Escrever crônica em jornal começa sempre por uma primeira pergunta: que assunto abordar? Alguns temas são mais fáceis, tocam mais o coração do leitor, e até emocionam. Mas há também temas que servem para questionar, fazer pensar. E que não devem ser pura perda de tempo para quem lê.
O assunto de hoje talvez não seja nem dos mais simples, nem dos mais fáceis.
Eu já tinha muitos anos de formado, quando, pela primeira vez, ouvi a expressão“Cuidados Paliativos”. Foi num Congresso Brasileiro de Clínica Médica em São Paulo. Lembro que o carismático Professor da USP que apresentou o assunto referiu que até então apenas duas Faculdades de Medicina no país tinham uma disciplina de Tanatalogia, ou estudo da morte. Isto mostra como a formação médica esteve afastada muito tempo de um assunto que faz parte de sua realidade e de seu dia a dia: a finitude e a morte.
Durante o curso médico, o foco era muito mais o de aprender a diagnosticar e tratar, curar, lutar pela vida e vencer a morte.

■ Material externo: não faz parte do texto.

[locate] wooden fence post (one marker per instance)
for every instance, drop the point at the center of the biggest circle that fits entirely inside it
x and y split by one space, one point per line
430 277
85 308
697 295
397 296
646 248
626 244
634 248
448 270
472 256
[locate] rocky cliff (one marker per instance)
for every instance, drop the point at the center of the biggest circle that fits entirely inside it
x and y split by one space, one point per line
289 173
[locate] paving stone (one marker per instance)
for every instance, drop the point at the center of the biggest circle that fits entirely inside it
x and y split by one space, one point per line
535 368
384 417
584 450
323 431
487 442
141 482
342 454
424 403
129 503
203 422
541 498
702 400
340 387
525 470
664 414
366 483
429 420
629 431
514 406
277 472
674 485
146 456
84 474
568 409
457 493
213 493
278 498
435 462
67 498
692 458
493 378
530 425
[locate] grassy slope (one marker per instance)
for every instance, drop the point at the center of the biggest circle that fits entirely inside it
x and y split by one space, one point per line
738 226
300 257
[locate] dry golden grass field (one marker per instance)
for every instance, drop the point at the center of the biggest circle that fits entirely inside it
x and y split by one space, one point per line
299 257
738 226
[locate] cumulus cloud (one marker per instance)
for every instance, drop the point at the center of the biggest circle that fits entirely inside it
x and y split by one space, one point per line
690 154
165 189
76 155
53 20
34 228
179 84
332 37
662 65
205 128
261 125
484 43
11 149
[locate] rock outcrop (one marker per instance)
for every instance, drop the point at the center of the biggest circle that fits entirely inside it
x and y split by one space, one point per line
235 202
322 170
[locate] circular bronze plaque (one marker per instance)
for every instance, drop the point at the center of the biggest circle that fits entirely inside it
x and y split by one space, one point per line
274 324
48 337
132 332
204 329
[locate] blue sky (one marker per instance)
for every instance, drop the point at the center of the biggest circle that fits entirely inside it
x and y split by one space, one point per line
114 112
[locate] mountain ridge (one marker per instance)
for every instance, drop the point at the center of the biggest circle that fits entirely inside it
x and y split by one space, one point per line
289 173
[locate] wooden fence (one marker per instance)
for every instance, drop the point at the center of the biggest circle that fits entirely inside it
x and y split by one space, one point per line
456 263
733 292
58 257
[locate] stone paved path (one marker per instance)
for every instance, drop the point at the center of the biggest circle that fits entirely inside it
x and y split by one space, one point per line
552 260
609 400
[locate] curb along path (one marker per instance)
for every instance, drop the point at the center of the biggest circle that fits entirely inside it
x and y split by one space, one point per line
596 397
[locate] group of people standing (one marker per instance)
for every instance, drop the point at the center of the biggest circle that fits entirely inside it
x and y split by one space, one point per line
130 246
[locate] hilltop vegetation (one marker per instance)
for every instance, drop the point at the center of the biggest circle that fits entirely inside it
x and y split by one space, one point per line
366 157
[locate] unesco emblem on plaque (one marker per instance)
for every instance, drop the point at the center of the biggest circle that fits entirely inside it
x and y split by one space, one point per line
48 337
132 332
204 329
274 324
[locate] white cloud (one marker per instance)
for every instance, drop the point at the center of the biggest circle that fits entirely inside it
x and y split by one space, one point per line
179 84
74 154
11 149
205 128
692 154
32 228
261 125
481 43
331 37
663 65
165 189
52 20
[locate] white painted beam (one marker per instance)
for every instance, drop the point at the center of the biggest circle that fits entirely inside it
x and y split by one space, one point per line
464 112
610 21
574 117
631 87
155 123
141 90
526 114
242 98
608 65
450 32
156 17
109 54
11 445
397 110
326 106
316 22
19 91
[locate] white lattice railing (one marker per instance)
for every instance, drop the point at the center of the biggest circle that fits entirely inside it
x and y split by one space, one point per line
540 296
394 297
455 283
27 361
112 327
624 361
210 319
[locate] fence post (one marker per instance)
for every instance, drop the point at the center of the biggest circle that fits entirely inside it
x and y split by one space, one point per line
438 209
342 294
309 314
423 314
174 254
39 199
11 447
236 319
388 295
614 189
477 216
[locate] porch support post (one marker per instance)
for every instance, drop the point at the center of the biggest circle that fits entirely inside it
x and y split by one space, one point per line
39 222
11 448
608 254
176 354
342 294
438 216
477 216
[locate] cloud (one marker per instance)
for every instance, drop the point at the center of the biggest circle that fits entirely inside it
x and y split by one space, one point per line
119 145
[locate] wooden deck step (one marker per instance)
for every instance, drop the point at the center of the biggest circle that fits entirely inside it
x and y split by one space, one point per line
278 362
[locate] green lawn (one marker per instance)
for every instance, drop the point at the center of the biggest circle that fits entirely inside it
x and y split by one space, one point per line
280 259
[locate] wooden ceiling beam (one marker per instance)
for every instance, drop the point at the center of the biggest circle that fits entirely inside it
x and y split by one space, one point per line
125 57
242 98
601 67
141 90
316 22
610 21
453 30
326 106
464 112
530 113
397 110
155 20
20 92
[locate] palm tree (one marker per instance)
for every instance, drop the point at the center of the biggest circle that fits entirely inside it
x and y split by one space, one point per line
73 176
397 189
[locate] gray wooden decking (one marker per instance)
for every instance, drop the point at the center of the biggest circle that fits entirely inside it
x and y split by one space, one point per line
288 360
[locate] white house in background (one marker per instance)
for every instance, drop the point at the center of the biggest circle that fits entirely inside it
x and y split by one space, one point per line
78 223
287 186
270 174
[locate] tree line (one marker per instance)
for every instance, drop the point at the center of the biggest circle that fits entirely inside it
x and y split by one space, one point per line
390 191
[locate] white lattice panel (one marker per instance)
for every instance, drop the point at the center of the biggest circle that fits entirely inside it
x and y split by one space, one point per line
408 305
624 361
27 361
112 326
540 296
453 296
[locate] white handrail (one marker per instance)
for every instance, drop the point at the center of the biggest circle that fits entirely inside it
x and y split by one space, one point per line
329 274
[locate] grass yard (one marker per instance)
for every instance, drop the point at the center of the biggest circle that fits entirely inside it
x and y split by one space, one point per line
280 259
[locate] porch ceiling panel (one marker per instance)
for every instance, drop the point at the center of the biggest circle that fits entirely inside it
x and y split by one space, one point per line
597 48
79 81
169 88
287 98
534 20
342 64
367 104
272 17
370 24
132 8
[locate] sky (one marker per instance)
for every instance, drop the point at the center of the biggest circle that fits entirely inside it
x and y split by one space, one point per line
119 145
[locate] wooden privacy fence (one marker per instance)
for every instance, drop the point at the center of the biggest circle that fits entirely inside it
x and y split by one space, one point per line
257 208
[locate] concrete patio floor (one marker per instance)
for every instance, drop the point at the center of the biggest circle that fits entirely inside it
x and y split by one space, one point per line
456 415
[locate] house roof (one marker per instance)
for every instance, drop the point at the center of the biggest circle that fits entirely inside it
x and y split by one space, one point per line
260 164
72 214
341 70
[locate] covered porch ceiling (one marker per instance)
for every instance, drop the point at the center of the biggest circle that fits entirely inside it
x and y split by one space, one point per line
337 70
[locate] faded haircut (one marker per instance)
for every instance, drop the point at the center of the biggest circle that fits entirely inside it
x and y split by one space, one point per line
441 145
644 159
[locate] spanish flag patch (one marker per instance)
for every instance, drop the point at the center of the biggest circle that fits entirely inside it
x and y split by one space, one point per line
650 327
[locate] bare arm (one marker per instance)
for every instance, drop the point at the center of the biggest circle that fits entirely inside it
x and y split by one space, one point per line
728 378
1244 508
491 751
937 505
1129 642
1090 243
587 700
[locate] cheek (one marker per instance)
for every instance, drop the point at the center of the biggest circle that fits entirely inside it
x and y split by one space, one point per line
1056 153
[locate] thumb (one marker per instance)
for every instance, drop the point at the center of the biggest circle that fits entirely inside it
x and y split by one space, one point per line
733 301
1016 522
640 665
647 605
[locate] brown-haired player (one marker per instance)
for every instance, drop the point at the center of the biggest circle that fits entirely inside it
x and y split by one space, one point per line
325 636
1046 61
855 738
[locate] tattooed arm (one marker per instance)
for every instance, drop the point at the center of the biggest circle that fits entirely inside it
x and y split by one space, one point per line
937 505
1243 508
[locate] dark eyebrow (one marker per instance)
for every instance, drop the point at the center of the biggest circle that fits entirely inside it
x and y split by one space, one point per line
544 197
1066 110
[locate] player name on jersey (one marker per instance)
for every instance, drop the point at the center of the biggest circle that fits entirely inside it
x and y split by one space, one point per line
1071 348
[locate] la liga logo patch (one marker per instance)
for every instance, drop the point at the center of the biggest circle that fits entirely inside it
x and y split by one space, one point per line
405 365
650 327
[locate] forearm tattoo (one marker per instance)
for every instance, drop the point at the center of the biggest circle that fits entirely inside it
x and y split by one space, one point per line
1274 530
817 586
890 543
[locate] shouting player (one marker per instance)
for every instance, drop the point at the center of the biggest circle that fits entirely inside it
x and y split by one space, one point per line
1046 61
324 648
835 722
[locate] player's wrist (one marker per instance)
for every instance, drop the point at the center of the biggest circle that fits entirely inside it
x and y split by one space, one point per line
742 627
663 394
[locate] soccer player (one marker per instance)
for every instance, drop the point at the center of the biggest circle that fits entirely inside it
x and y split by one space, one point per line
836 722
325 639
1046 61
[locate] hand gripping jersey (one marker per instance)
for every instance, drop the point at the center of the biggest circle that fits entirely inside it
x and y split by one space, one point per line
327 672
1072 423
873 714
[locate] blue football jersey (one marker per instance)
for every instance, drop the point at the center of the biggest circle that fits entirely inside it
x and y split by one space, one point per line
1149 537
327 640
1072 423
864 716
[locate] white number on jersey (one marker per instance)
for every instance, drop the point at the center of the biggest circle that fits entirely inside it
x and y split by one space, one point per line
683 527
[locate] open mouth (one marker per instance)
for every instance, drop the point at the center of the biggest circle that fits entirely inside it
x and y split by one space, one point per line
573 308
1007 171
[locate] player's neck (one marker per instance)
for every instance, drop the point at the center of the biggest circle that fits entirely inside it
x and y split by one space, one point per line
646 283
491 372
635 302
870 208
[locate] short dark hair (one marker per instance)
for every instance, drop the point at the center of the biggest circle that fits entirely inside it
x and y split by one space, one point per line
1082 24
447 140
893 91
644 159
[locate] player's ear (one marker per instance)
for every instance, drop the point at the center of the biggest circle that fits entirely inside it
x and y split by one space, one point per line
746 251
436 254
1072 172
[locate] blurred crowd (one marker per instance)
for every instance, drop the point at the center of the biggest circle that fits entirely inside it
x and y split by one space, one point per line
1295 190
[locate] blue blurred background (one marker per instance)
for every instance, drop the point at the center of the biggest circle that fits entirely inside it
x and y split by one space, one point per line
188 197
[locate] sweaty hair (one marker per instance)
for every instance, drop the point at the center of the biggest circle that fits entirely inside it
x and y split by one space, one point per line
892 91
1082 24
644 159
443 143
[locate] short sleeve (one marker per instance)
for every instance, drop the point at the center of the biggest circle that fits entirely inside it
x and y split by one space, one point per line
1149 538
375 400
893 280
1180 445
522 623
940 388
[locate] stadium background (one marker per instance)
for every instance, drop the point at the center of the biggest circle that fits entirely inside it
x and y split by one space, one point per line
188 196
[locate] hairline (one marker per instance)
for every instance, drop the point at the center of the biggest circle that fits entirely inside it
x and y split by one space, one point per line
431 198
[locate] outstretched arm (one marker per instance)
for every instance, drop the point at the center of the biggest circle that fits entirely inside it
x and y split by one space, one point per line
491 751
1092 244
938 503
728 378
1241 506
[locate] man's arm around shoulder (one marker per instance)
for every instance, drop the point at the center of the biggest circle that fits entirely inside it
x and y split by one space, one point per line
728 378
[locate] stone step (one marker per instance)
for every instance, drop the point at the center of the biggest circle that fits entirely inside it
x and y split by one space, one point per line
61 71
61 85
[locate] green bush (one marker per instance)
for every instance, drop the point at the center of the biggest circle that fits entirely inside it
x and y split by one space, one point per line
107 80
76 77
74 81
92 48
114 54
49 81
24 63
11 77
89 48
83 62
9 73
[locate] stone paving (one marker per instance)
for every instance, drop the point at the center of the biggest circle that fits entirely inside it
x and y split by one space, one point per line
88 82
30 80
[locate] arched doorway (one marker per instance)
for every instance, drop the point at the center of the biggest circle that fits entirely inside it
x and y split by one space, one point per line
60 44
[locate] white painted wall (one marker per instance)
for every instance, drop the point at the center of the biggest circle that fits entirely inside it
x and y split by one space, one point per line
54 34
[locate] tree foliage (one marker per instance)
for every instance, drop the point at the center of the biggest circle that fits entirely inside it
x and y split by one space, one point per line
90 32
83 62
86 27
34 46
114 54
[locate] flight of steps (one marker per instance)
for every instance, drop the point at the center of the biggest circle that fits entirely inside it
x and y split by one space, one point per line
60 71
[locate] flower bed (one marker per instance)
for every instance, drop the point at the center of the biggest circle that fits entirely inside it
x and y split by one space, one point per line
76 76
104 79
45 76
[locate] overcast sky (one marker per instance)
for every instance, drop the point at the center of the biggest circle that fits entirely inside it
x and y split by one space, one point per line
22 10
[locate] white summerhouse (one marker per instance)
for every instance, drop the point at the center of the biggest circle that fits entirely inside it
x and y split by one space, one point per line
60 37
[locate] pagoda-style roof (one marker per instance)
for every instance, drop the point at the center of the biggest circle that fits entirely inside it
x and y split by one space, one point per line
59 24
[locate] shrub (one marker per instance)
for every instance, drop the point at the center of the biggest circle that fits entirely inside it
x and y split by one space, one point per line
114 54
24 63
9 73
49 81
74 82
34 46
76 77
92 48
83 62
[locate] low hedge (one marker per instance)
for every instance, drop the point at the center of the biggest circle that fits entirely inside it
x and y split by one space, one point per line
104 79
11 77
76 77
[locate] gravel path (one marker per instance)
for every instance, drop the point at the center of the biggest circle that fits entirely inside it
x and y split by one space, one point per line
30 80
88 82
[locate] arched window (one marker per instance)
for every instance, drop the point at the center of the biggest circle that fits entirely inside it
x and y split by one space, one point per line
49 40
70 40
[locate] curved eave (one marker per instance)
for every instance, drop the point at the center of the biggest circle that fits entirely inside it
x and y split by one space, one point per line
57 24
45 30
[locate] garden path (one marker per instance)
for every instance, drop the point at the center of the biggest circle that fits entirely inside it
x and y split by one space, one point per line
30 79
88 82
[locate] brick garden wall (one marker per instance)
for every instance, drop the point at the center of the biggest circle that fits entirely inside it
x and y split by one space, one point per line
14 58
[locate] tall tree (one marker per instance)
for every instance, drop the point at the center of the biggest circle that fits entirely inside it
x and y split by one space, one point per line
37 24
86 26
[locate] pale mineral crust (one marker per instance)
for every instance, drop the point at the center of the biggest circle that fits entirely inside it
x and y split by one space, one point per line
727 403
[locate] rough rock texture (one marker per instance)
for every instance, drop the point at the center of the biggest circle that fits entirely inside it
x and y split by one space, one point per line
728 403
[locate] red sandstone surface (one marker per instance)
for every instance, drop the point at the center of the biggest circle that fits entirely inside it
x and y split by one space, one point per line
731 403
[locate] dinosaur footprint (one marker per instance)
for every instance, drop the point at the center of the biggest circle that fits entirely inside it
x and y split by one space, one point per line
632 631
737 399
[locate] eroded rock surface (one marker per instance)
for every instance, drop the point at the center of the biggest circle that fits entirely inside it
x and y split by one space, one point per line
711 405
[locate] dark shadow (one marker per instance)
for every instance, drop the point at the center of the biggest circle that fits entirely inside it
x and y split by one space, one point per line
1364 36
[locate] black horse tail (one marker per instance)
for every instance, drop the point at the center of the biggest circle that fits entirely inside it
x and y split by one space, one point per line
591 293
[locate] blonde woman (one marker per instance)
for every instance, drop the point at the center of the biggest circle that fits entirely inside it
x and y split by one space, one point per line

Para isto éramos preparados e treinados. Mas pergunto: será suficiente apenas uma formação científica qualificada para lidar tão somente com aspectos orgânicos e físicos, se não apoiada em valores existenciais, éticos, filosóficos ou religiosos? Se não impregnada de generosas doses de humanismo e de compreensão da alma humana?
É de fato dever do médico e da Medicina usar de todos os recursos teoricamente possíveis e oferecidos pela Ciência. Mas sem esquecer de avaliar se são os pertinentes para cada paciente em particular. Há situações cuja gravidade, além de ameaçar a vida, indicam que se chegou a uma situação irreversível. Apesar de toda a Ciência.
É aí, quando parece que não há mais o que fazer, que se pode ter a máxima oportunidade de muito fazer. Neste ponto entram os cuidados paliativos. Que não são abandono, mas um qualificado conjunto de cuidados multidisciplinares, com foco no alívio da dor, do desconforto e do sofrimento. De não apenas tratar a doença que o paciente tem, mas de cuidar e aliviar o paciente que tem a doença. É a hora da presença, do apoio, do carinho. Da reconciliação e do perdão. Da dignidade nas etapas finais. Do preparo para a grande viagem. A partir de um certo momento, para quê condutas intervencionistas, fúteis e agressivas? Cateteres, sondas e monitores? Para morrer na solidão de uma UTI?Acho que deve ter melhorada a compreensão dos médicos e das pessoas em relação a finitude, desde o Congresso de que participei.
Para finalizar, gostaria de compartilhar com vocês a indicação de uma profissional que cada vez que a assisto em algum vídeo no Youtube, me deixa emocionado. Talvez alguns de vocês já a conheçam. É a Dra. Ana Cláudia Quintana Arantes. Tem livros publicados, baseados em suas palestras. Um deles:“A morte, um dia que vale a pena viver”. Recomendo. Toca na alma. Nos faz pensar. E pensar faz bem.